Re: Changing the state of data checksums in a running cluster - Mailing list pgsql-hackers

From Daniel Gustafsson
Subject Re: Changing the state of data checksums in a running cluster
Date
Msg-id 4020B0AE-6286-462F-BD50-3AAD170F08C9@yesql.se
Whole thread Raw
In response to Re: Changing the state of data checksums in a running cluster  (Heikki Linnakangas <hlinnaka@iki.fi>)
List pgsql-hackers
> On 28 Mar 2026, at 00:30, Heikki Linnakangas <hlinnaka@iki.fi> wrote:

> +1 for committing 0001 right away.

Thanks for confirming, I'll do that early next week.

> Some leftover stuff remains, related to the change that it no longer rebuilds the list of databases:

Thanks for the re-review.  I've been staring at this for so long that it's
blinding..

>> + * The DataChecksumsWorker will compile a list of all databases at the start,
>> + * and once all are processed will regenerate the list and start over
>> + * processing any new entries. Once there are no new entries on the list,
>> + * processing will end.  The regenerated list is required since databases can
>> + * be created concurrently with data checksum processing, using a template
>> + * database which has yet to be processed. All databases MUST BE successfully
>> + * processed in order for data checksums to be enabled, the only exception are
>> + * databases which are dropped before having been processed.
>
> and here:

Fixed.

>> +/*
>> + * Test to remove an entry from the Databaselist to force re-processing since
>> + * not all databases could be processed in the first iteration of the loop.
>> + */
>> +void
>> +dc_dblist(const char *name, const void *private_data, void *arg)
>
> The above talks about re-processing, but that doesn't happen anymore.
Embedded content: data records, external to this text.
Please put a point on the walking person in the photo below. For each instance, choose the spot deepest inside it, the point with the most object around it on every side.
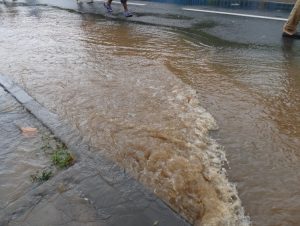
(290, 27)
(107, 5)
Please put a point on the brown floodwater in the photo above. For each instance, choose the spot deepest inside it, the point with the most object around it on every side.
(137, 92)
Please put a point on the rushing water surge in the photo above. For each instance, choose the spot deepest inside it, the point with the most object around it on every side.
(116, 82)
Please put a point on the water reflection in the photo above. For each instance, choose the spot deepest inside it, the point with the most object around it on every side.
(115, 82)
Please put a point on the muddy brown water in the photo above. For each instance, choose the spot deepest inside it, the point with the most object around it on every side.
(115, 82)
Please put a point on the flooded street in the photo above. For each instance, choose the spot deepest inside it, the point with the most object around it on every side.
(120, 84)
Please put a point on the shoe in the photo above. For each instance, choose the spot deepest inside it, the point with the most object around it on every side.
(108, 7)
(127, 14)
(295, 36)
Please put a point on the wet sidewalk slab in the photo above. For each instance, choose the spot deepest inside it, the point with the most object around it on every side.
(94, 191)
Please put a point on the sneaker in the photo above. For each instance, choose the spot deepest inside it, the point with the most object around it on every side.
(127, 14)
(108, 7)
(295, 36)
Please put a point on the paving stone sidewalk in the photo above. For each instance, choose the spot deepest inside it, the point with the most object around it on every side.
(94, 191)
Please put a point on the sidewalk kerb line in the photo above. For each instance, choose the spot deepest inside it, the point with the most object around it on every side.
(234, 14)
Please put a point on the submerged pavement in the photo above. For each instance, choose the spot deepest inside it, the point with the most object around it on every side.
(233, 25)
(112, 197)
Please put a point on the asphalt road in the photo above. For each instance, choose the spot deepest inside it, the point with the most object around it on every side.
(254, 27)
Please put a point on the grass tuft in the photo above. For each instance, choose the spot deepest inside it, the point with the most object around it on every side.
(41, 176)
(62, 157)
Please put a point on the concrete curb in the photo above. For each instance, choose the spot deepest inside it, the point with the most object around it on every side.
(106, 175)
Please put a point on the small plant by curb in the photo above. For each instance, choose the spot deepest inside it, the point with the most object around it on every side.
(41, 176)
(62, 157)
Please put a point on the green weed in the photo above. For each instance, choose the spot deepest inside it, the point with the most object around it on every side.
(41, 176)
(62, 157)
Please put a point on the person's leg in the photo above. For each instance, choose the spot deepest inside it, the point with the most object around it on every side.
(291, 25)
(107, 5)
(126, 12)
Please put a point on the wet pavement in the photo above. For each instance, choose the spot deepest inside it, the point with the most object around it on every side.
(94, 191)
(247, 77)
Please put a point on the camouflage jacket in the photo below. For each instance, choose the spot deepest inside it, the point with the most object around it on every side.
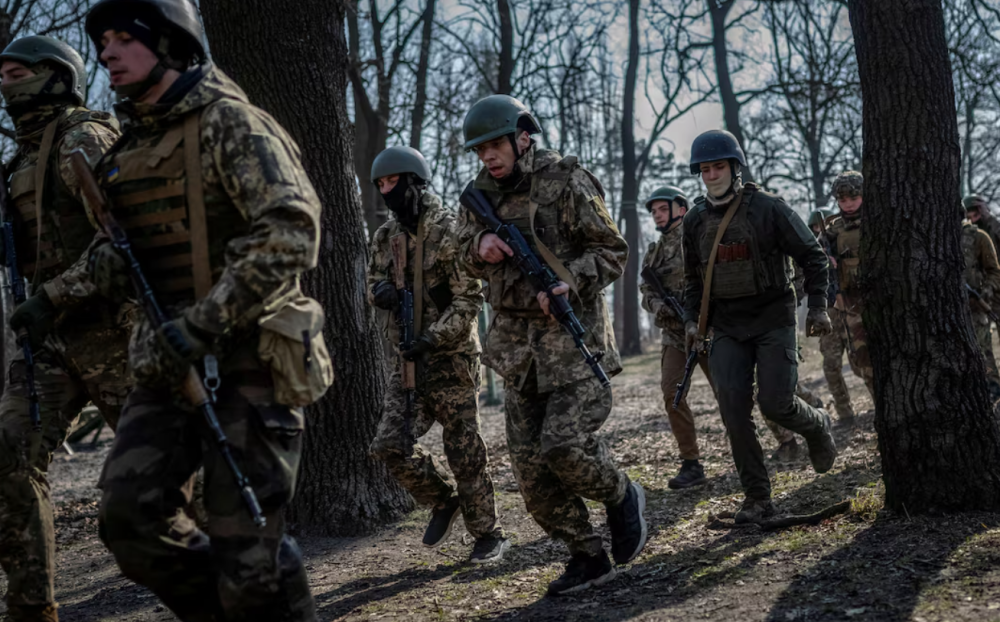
(573, 222)
(451, 297)
(262, 213)
(666, 257)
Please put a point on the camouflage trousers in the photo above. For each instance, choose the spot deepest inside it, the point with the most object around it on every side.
(558, 460)
(447, 392)
(27, 535)
(233, 570)
(832, 347)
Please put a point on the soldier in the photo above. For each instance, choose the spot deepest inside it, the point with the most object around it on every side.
(844, 239)
(554, 404)
(739, 240)
(832, 346)
(446, 353)
(79, 343)
(223, 219)
(982, 276)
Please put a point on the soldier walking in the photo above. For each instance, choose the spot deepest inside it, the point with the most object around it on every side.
(223, 219)
(78, 340)
(446, 354)
(554, 404)
(737, 244)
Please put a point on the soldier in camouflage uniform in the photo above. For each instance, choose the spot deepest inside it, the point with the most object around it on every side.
(224, 220)
(750, 310)
(844, 240)
(79, 341)
(554, 403)
(446, 354)
(982, 274)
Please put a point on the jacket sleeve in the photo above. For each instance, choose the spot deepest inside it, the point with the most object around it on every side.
(604, 250)
(260, 169)
(73, 287)
(798, 242)
(452, 327)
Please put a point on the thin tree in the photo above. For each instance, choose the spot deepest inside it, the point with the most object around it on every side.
(302, 81)
(937, 436)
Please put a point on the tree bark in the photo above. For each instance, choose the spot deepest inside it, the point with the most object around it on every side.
(938, 439)
(631, 342)
(302, 81)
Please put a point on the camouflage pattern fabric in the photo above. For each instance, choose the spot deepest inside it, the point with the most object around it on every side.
(233, 570)
(262, 207)
(447, 392)
(832, 348)
(559, 461)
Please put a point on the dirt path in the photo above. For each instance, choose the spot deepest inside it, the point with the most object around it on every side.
(867, 565)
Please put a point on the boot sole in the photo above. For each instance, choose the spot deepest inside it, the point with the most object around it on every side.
(489, 560)
(599, 581)
(447, 531)
(641, 494)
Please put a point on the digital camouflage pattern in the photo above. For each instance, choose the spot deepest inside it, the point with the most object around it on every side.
(262, 217)
(575, 225)
(447, 382)
(553, 404)
(83, 360)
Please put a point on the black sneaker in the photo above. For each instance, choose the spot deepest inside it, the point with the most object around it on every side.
(822, 447)
(441, 521)
(627, 524)
(583, 572)
(489, 549)
(691, 474)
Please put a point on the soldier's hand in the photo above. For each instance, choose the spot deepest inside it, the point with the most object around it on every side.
(492, 249)
(36, 316)
(691, 335)
(543, 297)
(385, 295)
(818, 323)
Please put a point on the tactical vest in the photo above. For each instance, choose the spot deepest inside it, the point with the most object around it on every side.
(740, 269)
(45, 251)
(156, 193)
(973, 272)
(848, 249)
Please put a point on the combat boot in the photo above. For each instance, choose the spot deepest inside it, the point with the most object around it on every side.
(822, 446)
(33, 613)
(691, 474)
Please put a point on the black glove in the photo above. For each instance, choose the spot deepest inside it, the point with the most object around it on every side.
(420, 347)
(385, 296)
(37, 316)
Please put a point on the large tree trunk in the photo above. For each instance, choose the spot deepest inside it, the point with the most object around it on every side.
(939, 440)
(631, 342)
(302, 81)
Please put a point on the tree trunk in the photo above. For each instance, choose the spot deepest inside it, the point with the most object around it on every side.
(302, 81)
(631, 342)
(939, 441)
(420, 98)
(730, 103)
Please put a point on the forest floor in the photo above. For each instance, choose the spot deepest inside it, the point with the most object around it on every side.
(868, 564)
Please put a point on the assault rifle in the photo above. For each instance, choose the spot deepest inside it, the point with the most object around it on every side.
(982, 304)
(538, 273)
(192, 388)
(20, 295)
(404, 322)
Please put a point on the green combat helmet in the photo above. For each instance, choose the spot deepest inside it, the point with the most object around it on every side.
(667, 193)
(36, 49)
(399, 160)
(847, 184)
(496, 116)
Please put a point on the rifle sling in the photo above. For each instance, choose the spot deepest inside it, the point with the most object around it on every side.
(706, 292)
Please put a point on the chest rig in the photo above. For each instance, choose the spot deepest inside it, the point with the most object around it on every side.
(53, 228)
(178, 231)
(741, 269)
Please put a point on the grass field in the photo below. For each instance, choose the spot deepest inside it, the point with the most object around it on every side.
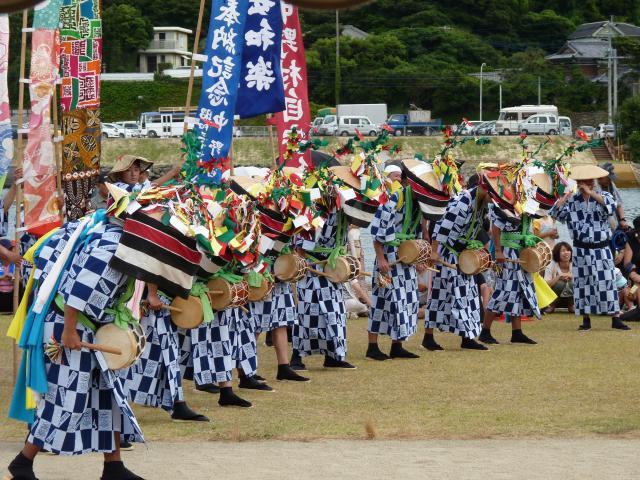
(570, 385)
(258, 152)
I suspect the test that uses this is now
obsoleteor broken. 

This was quite obsolete and removed.

>> + * Check if this database has been processed already, and if so
>> + * whether it should be retried or skipped.
>> + */
>> + entry = (DataChecksumsWorkerResultEntry *) hash_search(ProcessedDatabases, &db->dboid,
>> +   HASH_FIND, NULL);
>> +
>
> I guess this works, but wouldn't it be simpler to remove entries from DatabaseList when they're successfully
processed?

This did indeed suffer badly from leftover-itis from the previous
re-processing, and as I tried to refactor it I came to the conclusion that we
might as well do away with the retry logic entirely.  The RETRYDB state would
only be triggered by the background worker failing to start, and without any
prompting to the user to reconfigure we'd just run through the retries and fail
eventually anyways.  The attached retains just the core part of the loop with a
greatly simplified logic as a result.  Improving on that can be revisited in
future cycles in case this goes in, better to get a solid foundation first.
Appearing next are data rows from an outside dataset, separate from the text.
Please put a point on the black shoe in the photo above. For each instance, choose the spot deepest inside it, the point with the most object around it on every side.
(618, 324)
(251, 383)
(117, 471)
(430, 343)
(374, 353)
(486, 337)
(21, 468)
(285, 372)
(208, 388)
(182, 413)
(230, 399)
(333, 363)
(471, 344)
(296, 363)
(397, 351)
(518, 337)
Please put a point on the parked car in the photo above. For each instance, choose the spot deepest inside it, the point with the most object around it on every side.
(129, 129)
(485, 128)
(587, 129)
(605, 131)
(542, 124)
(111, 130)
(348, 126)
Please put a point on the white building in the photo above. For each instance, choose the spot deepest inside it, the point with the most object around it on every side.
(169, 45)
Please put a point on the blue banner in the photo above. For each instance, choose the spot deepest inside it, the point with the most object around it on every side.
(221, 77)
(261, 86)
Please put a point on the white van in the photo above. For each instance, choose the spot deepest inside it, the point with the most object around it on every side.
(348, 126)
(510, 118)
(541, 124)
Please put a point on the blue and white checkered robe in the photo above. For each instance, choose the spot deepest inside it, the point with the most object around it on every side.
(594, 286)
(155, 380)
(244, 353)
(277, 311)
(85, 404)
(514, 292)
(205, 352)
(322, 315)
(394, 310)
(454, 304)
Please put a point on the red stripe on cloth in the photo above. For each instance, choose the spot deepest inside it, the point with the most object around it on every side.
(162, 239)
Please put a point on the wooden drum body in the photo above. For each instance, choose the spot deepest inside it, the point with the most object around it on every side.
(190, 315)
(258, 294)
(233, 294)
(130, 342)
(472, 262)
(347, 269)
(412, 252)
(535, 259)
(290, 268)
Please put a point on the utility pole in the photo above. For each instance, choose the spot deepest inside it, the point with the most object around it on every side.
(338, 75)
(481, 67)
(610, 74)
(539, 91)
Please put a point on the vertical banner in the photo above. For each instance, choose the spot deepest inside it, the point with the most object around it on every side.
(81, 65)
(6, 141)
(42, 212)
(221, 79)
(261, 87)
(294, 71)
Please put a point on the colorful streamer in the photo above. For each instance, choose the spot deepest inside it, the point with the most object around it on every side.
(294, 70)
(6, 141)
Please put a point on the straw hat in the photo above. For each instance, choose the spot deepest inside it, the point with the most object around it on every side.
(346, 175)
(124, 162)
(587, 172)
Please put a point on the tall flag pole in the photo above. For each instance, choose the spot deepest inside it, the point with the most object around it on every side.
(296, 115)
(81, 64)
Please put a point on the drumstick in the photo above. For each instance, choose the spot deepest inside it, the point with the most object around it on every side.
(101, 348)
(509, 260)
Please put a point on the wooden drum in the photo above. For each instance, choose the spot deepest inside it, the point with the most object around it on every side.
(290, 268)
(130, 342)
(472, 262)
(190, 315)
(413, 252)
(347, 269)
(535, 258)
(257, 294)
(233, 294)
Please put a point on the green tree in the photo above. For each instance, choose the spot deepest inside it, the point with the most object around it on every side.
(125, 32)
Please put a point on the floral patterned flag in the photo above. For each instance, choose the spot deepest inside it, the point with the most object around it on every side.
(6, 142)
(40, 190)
>> + errcode(ERRCODE_INVALID_PARAMETER_VALUE),
>> + errmsg("create database strategy \"%s\" not allowed when data checksums are being enabled",
>> +   strategy));
>> dbstrategy = CREATEDB_FILE_COPY;
>> + }
>> else
>> ereport(ERROR,
>> (errcode(ERRCODE_INVALID_PARAMETER_VALUE),
>
> Is this enough? Is it possible that you start CREATE DATABASE in file_copy mode, and while it's already running but
hasn'tcopied everything yet, you turn checksums on? 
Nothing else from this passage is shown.